Translation estimation
Translation required an additional distance metric. To estimate the translation the candidate plane correspondences were used in the following manner:-
  1. We traversed the set of correspondences and for each correspondence we computed the displacement along the aligned normal.
  2. This displacement was added to the translation vector and subtracted (vector subtraction) from the other similar displacements between the remaining corresponding planes.
  3. At this end of this process, the net translation vector was used to translate the already rotated planes.

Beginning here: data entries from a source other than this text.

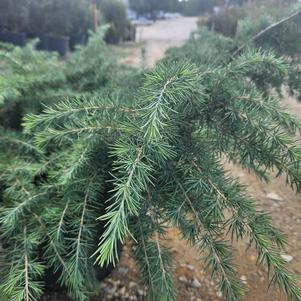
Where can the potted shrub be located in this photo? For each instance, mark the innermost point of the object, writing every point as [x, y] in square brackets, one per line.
[114, 12]
[13, 15]
[80, 23]
[38, 22]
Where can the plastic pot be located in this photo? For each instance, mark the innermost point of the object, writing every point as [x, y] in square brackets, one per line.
[77, 40]
[58, 44]
[43, 41]
[18, 39]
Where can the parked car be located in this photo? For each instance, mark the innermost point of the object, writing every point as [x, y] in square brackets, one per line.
[168, 15]
[142, 21]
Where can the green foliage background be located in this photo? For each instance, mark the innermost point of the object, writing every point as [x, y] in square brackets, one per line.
[87, 142]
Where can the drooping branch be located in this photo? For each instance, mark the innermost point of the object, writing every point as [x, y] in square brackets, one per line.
[264, 31]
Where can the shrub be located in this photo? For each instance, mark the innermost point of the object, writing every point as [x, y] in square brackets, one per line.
[13, 15]
[114, 13]
[140, 164]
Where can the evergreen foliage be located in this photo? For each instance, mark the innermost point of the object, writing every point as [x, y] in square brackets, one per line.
[139, 161]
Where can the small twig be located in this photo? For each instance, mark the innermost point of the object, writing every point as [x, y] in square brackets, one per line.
[264, 31]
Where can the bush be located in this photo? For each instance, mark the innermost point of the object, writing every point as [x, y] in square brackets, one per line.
[13, 15]
[114, 13]
[140, 164]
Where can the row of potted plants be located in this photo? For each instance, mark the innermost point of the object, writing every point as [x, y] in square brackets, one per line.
[58, 24]
[48, 42]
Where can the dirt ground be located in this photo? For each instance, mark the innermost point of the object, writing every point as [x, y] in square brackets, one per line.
[191, 279]
[154, 40]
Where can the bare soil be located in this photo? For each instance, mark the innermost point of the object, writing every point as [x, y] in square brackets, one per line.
[192, 281]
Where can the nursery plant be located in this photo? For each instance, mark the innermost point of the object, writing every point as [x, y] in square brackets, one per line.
[113, 162]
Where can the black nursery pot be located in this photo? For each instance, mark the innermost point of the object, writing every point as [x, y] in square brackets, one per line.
[18, 39]
[77, 40]
[58, 44]
[43, 41]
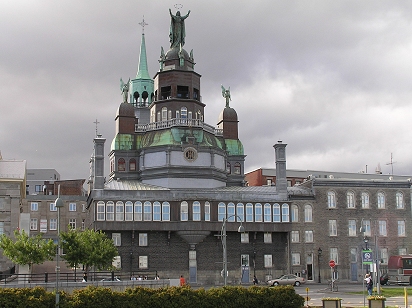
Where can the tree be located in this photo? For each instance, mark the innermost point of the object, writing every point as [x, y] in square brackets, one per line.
[27, 250]
[89, 247]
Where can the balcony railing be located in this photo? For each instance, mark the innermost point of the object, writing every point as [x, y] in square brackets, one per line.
[180, 122]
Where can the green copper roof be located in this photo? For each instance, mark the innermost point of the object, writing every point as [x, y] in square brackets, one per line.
[234, 147]
[143, 72]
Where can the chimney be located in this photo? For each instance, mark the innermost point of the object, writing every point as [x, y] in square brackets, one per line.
[281, 181]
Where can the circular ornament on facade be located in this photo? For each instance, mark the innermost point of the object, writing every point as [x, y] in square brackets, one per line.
[190, 154]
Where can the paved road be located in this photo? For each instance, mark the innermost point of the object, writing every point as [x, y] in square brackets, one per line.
[318, 291]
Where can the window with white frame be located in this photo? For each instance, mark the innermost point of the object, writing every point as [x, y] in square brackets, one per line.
[268, 263]
[350, 199]
[53, 207]
[295, 258]
[267, 212]
[143, 239]
[365, 200]
[295, 213]
[138, 211]
[285, 212]
[34, 206]
[53, 224]
[72, 223]
[381, 200]
[207, 211]
[143, 263]
[267, 237]
[119, 211]
[128, 211]
[401, 228]
[196, 211]
[221, 208]
[334, 254]
[333, 228]
[147, 211]
[33, 224]
[382, 228]
[72, 207]
[399, 200]
[249, 212]
[100, 210]
[352, 227]
[258, 212]
[110, 210]
[294, 236]
[165, 211]
[308, 213]
[309, 236]
[244, 237]
[157, 211]
[184, 211]
[384, 255]
[331, 199]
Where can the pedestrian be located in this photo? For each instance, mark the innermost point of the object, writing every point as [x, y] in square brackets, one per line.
[369, 283]
[182, 280]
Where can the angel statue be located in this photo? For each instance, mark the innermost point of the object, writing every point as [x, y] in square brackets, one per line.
[124, 87]
[226, 94]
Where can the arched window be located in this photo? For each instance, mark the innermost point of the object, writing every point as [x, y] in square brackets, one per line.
[196, 211]
[128, 211]
[165, 211]
[184, 211]
[156, 211]
[119, 211]
[138, 211]
[132, 164]
[147, 208]
[237, 168]
[121, 165]
[100, 210]
[285, 212]
[221, 208]
[295, 213]
[110, 210]
[308, 213]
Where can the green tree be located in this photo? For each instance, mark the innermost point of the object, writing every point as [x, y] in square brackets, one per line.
[89, 247]
[27, 250]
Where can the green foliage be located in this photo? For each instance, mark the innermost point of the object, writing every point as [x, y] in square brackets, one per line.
[27, 250]
[89, 247]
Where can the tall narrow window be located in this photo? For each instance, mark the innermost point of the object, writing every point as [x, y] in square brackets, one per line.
[258, 212]
[138, 211]
[285, 212]
[207, 211]
[184, 211]
[147, 208]
[166, 211]
[249, 212]
[157, 213]
[196, 211]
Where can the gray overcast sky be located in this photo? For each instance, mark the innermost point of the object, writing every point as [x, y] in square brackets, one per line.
[332, 79]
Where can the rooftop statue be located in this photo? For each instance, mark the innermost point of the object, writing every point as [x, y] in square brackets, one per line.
[177, 29]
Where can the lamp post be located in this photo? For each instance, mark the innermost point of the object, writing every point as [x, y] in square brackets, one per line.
[241, 229]
[319, 254]
[59, 204]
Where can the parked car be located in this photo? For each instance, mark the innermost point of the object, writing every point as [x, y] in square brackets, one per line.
[287, 279]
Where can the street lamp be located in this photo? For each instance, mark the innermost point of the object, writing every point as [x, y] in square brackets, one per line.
[59, 204]
[319, 255]
[241, 229]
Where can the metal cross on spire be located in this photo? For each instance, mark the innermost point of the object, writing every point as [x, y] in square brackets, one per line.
[143, 23]
[96, 122]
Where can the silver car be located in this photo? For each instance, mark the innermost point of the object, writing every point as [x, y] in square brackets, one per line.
[287, 280]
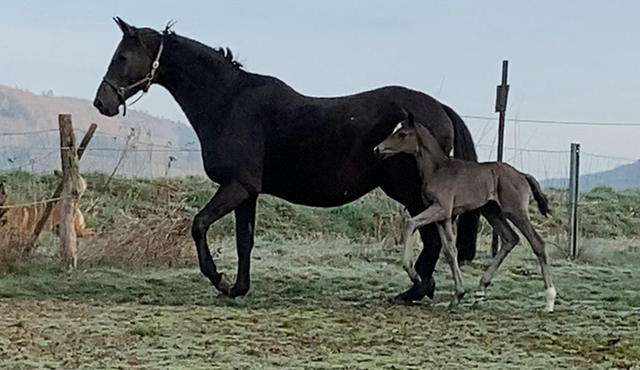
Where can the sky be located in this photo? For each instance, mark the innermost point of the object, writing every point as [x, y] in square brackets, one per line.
[568, 60]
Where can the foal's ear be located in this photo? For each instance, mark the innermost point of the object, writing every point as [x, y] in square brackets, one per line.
[127, 29]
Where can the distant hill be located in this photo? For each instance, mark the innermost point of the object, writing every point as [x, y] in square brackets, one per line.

The distance based error metric was further defined as the sum of any residual displacements, along their aligned normals, between corresponding planes. This was weighed and added to the original error metric. This process, however, does not ensure that translations for all three degrees of freedom are known. The correspondences may all end up being between parallel planes and the translation will end up being partially determined. To solve this problem, it was ensured that the normals of the planes vary substantially in their direction. The normals were treated as points on a unit sphere and their covariance matrix was calculated. The eigen values of this matrix determine the spread of these normals along three distinct directions (eigen vectors). The entire process was carried out iff the three eigen values were all greater than a threshold (in our case 0.1).

Cons
  • The implementation has bugs and hence, translation is not correctly determined.
  • We need to generalize beyond using mere planes. Finding matching planes along three distinct directions is a tighter condition than having large overlap. The problem is already solved for large overlap by Dieter Fox et. al.
  • Very slow - The clustering algorithm is implemented by region growing and is very slow.